Aneesa Ahmed is the new Minister of Health in Maldives, after holding the Minister for Women portfolio for several years. Although paedophilia has been tackled by the Maldives government in recent years, domestic violence and the NSS's role in a culture of torture remain taboo subjects in the Maldive media.
Anbaree Abdul Sattar and Air Maldives
Despite a booming tourism industry where hundreds of thousands of tourists visit the country each year for luxury holidays, Air Maldives ended in bankruptcy in 2000 under the directorship of Anbaree Abdul Sattar. He was the most important Maldivian on the airlines' board.

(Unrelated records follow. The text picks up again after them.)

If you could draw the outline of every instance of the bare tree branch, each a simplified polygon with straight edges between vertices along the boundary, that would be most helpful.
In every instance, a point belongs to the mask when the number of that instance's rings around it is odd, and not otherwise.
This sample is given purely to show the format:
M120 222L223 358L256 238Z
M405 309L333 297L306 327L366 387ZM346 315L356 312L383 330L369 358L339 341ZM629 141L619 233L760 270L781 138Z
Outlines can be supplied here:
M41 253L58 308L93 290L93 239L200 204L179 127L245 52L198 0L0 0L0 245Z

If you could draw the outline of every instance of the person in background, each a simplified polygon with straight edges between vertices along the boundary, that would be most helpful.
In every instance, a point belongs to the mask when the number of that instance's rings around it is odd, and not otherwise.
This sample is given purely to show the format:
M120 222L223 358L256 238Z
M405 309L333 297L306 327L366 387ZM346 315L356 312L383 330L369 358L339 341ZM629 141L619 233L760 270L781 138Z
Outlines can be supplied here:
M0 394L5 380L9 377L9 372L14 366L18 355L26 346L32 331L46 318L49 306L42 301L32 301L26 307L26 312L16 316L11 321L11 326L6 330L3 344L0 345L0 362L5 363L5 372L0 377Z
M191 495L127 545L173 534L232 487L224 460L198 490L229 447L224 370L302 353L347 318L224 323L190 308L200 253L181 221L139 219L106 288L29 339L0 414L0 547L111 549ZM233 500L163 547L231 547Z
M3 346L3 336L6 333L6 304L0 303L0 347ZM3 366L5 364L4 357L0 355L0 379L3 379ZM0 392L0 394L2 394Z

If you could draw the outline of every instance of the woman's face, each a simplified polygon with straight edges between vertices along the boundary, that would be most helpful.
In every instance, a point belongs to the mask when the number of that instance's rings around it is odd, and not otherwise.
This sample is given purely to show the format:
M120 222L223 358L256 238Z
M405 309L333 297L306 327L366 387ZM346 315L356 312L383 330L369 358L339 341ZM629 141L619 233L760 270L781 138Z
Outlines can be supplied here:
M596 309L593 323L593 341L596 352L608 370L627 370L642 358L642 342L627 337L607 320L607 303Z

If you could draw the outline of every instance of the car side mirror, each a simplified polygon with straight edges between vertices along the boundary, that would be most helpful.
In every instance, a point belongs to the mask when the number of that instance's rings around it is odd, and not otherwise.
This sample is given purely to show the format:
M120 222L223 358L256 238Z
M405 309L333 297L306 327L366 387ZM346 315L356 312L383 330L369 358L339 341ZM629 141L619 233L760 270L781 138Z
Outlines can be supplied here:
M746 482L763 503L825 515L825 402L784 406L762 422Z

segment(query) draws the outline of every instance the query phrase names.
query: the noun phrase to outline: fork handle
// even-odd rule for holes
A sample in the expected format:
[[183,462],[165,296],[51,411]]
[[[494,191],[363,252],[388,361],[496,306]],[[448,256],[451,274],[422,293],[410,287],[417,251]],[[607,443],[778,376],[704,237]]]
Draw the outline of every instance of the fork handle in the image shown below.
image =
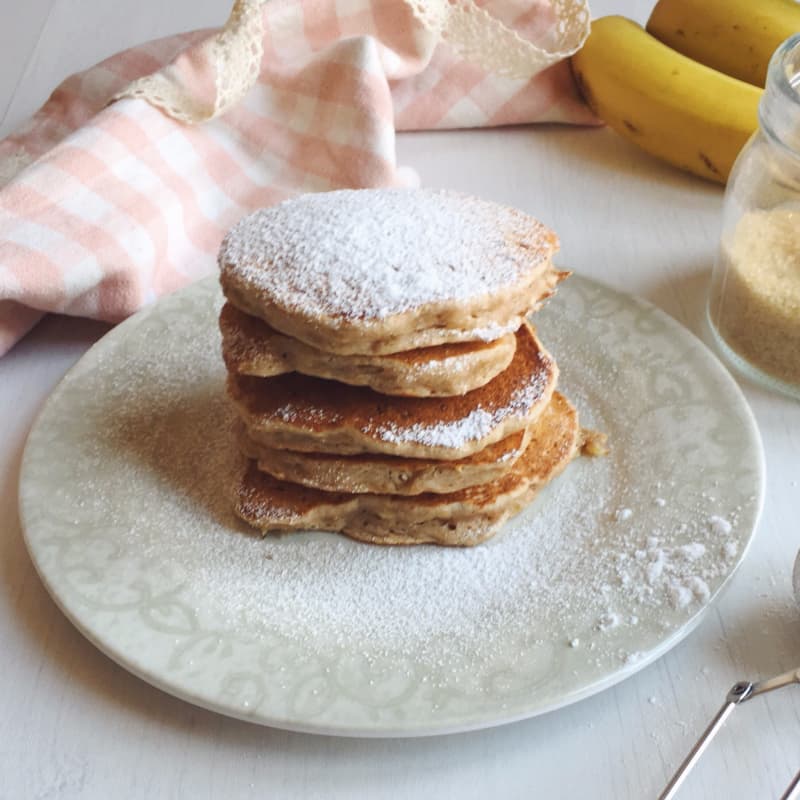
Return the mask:
[[709,723],[708,727],[703,731],[703,735],[697,740],[694,747],[689,751],[689,755],[683,760],[683,763],[678,767],[672,780],[667,784],[667,788],[658,796],[658,800],[672,800],[673,797],[681,788],[681,784],[686,780],[689,770],[699,761],[700,756],[705,752],[706,747],[711,744],[711,740],[716,735],[717,731],[725,724],[731,711],[736,708],[737,703],[733,700],[726,700],[725,705],[717,712],[717,716]]
[[781,795],[781,800],[797,800],[800,797],[800,772],[794,776],[792,782]]
[[[753,684],[749,681],[740,681],[731,687],[731,690],[725,698],[725,704],[703,731],[694,747],[689,751],[689,755],[686,756],[683,763],[678,767],[677,771],[672,776],[672,780],[667,784],[667,788],[658,796],[658,800],[672,800],[672,798],[675,797],[678,789],[681,788],[681,784],[686,780],[689,770],[698,762],[700,756],[705,752],[705,749],[711,744],[711,740],[716,736],[717,731],[725,724],[725,720],[728,719],[730,713],[739,703],[743,703],[747,700],[752,691]],[[798,774],[796,780],[797,779],[800,779],[800,774]],[[791,789],[791,787],[789,788]],[[790,794],[786,800],[792,800],[792,798],[795,797],[797,797],[797,795]],[[781,800],[784,800],[784,798],[781,798]]]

'Air Maldives was created in 1994 as a joint venture between the government and Tajudin Ramli's holding company, Naluri, which paid $8 million for a 49% stake,' wrote Alkman Granitsas in the Far Eastern Economic Review (7 December 2000).
According to Granitsas, 40% of Maldives GDP and 70% of government revenues come from the tourism industry. Air Maldives had collapsed without Maldives media or government comment in April 2000.
'After just six years in the air and with only a handful of aircraft, the tiny carrier sank under estimated losses of between US$50 million and US$70 million,' Granitsas continued. 'Business confidence has plummeted and there has been a run on the Maldivian rufiyaa. Foreign currency has almost vanished from the islands and the Bank of Maldives could be facing a dollar shortage. Allegations of mismanagement and corruption at the airline have surfaced and at least one government official has resigned in protest. "The current economic crisis can be partly attributed to the collapse of Air Maldives," says Husnu Al Suood, a lawyer representing Airbus in the Maldives.'
Granitsas claimed the company's final mistake was a dubious leasing decision: 'Late in 1999, Air Maldives leased three Airbus A310 aircraft for long-haul routes, including one to London. But the route was never commercially viable, the leases cost over $1 million per month and the losses started to multiply. On March 1, Air Maldives ceased all international operations. A month-and-a-half later, the carrier closed down for good.'
There was no public inquiry into the causes of Air Maldives' demise. Anbaree quietly abandoned his Air Maldives responsibilities and concentrated on spying and other NSS duties. When Mohamed Nasheed, now a senior overseas member for the Maldivian Democratic Party, raised the scandal of the Air Maldives collapse in parliament, he found himself imprisoned on fake charges, exiled and stripped of his Majlis seat.